Asked if the June 21 reopening should proceed, Dr Nabarro warned the virus is “lurking and waiting to strike again”.

He said: “Life has to go on and the last thing any of us want is to have people needing to go on restricting their lives but this virus has not gone away.

“And in some ways it’s lurking and just waiting to strike again.

“I want to suggest to everybody, please be really really careful… it’s really up to people everywhere to organise their lives to minimise the amount of contact they have with others, and to wear their face masks and just keep that protection going.”

He added: “It can’t be just about restrictions – the future for humanity is going to require that we adapt our lifestyles so that we make it hard for this virus to spread.”

It comes after Dr Nabarro said new surges of Covid will happen moving forward as the virus evolves and new variants emerge.

Variants develop the ability to dodge the immunity made by vaccines or become more infectious. 

It’s already being seen with the Delta (Indian) variant rapidly spreading in the UK, as the NHS races to double-jab as many people as possible.

New variants will continue to pop up as a result of high circulation in countries where jabs are in low supply.

Dr Nabarro told the Trevor Phillips on Sunday programme on Sky News: “Humanity is going to have to learn how to co-exist with this virus, preventing it from spiking and then surging and causing hotspots of disease, and we’re going to have to be able to do this for the foreseeable future.

“Eradication is not currently a reasonable target for the world.

“Each time there is a sudden surge, it does stimulate in one’s mind the thought that there might be a new variant appearing. That wouldn’t be surprising.

“This virus isn’t going away any time soon, there will be variants emerging.”

Dame Anne Johnson, president of the Academy of Medical Sciences and professor of Infectious Disease Epidemiology at University College London (UCL), agreed.

She said:  “In the end, we’re going to have to, as you heard earlier from David Nabarro, live with this virus and try and minimise the amount of severe disease that it causes.”

Prof Johnson admitted people will not want to “go on delaying forever” when it comes to lifting restrictions.

It echoes comments from top health chiefs including Prof Chris Whitty, who has said on a number of occassions Brits will have to get used to coronavirus and manage it "rather like the flu".

Some scientists have called on a new approach to Covid already.

Robert Dingwall, professor of sociology at Nottingham Trent University, told Times Radio last week: “What we see at the moment, I think, is really a preview of what it means to live with Covid as an endemic infection.

"These waves will come, they will pass through; there will be high levels of mild infections in the community for periods of time, a handful of people may be seriously ill, even fewer may die.

“But that’s what happens with respiratory viruses and we’ve lived with 30-odd respiratory viruses for since forever.”

Prof Dingwall said it was important to press ahead with the June 21 easing from a societal point of view.

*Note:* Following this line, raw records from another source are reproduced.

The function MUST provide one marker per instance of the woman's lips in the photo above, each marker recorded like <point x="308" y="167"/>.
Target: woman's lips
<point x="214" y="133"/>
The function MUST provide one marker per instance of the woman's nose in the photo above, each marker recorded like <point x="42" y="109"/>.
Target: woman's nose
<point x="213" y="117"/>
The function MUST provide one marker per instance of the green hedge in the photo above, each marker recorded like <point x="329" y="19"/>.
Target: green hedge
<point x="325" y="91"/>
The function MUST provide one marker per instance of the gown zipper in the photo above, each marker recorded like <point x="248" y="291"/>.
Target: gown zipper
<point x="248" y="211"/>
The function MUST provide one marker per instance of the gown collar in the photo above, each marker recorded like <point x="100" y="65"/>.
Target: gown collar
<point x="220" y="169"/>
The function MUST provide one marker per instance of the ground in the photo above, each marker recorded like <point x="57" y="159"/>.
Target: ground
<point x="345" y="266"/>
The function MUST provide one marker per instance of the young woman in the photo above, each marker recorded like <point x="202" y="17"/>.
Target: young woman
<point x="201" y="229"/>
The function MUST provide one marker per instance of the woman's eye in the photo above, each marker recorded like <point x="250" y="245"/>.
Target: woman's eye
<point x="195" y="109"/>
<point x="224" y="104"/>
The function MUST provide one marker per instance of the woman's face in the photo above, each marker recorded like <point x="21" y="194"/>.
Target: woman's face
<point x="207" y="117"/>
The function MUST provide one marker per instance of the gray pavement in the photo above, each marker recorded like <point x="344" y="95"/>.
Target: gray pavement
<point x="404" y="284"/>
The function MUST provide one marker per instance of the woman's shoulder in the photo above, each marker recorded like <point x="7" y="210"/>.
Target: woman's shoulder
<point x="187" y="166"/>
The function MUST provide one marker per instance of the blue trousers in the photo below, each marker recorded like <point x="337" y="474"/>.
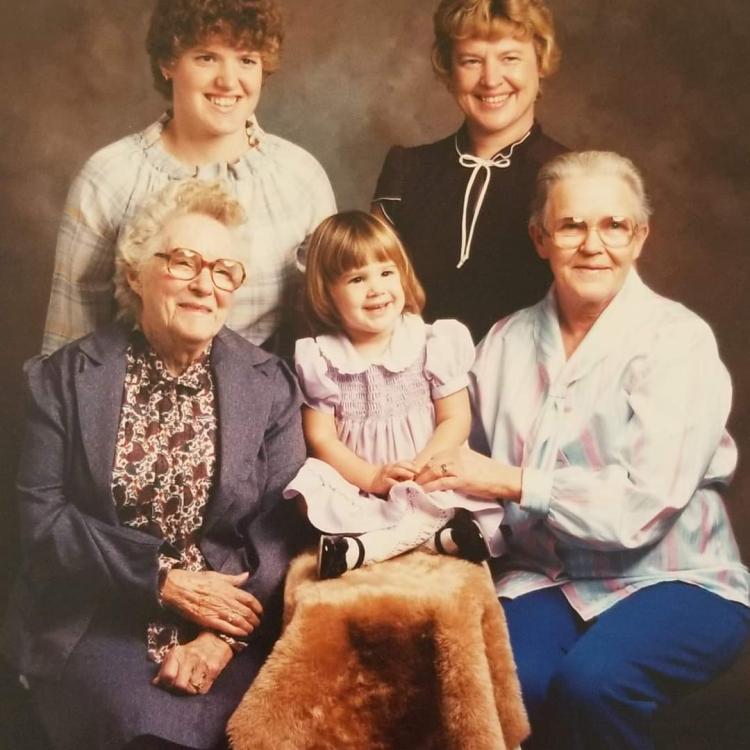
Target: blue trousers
<point x="597" y="684"/>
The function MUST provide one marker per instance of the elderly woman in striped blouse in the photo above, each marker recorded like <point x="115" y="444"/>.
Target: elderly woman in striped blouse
<point x="603" y="412"/>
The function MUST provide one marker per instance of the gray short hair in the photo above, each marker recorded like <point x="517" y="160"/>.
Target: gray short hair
<point x="584" y="164"/>
<point x="138" y="241"/>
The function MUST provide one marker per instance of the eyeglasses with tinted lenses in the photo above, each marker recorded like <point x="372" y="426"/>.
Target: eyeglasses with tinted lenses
<point x="613" y="231"/>
<point x="185" y="265"/>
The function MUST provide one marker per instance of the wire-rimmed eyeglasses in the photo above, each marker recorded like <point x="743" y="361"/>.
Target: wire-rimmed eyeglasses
<point x="185" y="265"/>
<point x="613" y="231"/>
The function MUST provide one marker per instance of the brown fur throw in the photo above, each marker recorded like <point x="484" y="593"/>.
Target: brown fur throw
<point x="408" y="654"/>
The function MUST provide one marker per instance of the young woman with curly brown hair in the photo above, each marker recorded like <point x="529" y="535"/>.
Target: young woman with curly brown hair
<point x="209" y="58"/>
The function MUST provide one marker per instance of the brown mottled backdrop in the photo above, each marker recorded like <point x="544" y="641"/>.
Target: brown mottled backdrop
<point x="665" y="83"/>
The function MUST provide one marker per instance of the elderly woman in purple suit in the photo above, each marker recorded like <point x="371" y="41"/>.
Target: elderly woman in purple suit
<point x="155" y="453"/>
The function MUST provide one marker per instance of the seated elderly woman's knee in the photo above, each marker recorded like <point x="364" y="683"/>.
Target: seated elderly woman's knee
<point x="588" y="683"/>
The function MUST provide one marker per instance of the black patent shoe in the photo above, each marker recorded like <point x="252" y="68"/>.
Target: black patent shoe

Meanwhile, WHO leaders warned on Monday the world will not be safe from Covid variants without widespread high vaccine uptake.

Dr Michael Ryan, WHO's emergencies chief, told a news conference that ultimately vaccines are the way out the pandemic, and at least 80 per cent coverage was needed to stop transmission.

WHO Director-General Tedros Adhanom Ghebreyesus warned “inequitable vaccines means a threat to all nations, not just those with the fewest vaccines”.